Todos os dias depois do almoço eu pegava Liana em sua casa e a deixava com os velhinhos, mas nesse dia ela já tinha saído. Eu estranhei, mas segui para o meu trabalho sem pensar nas razões que fariam a moça mudar nossa rotina. Na verdade eu só pensava bravo na falta de uma ligação que me poupasse o tempo de ir até a sua casa à toa.

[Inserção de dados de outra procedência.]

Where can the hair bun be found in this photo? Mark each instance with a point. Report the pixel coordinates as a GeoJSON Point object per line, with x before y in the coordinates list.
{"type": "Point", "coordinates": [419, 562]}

O vento gritava do lado de fora da janela, eu sentia falta dela, mal podia esperar a hora de ver Liana. Era confortante o tanto que ela achava romântico aqueles dias sem vida. Mas Liana não voltou para casa. Naquele dia tão pouco ela foi ver os velhos, Liana havia desaparecido. Choveu durante toda a madrugada, toda a gente saiu para procurar Liana, que quase ao amanhecer apareceu, despudoradamente morta, com sua saia levantada e entre as pernas uma carta que tinha instruções para ser publicada no jornal, o que não aconteceu. Segue trechos da carta de Liana:

Eu espero que minha morte seja simbólica, espero que dê coragem a todos para dizer o que realmente são, eu espero que todos me venerem com ódio, que digam, maldita Liana, putinha barata, e admitam no seu íntimo, ela fez o que eu queria ter feito.

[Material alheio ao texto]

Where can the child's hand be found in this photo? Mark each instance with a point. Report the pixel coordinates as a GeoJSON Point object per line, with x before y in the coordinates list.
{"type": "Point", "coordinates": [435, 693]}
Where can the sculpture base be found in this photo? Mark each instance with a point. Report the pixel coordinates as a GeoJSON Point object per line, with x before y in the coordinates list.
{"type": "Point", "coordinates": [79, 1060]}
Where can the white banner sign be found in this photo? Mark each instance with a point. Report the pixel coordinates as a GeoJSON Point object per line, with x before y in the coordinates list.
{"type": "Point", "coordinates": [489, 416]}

Assumo não, declaro aqui que fui suja, bolinava os velhos que só não me estupravam por não terem força e me divertia com isso. Defecava nas senhoras mudas e para o restante contava-lhes todo tipo de bizarrice com pessoas das suas famílias. E me divertia muito com isso, por vezes acertava. Vocês devem se lembrar do caso da menina que era estuprada pelo pai, o pai era filho da Dona Neusa, uma velha muito escrota que eu cuidei até a morte. Coincidentemente, D. Neusa faleceu depois de ouvir a minha história sobre seu filho que chupava a netinha todos os dias na esquina da escola. D. Neusa não agüentou a emoção de escutar tamanha sujeirada sobre o filho, sorte dela que morreu sem saber dos meus poderes premonitórios.
Enfim, morro feliz e mais vazia... vocês, hipócritas, podem imaginar como é duro carregar uma mentira por tanto tempo, eu precisava contar, precisava que toda a gente soubesse. Então, aqui jaz Liana, uma putinha imunda que de tão leve caiu do despenhadeiro sem calcinha.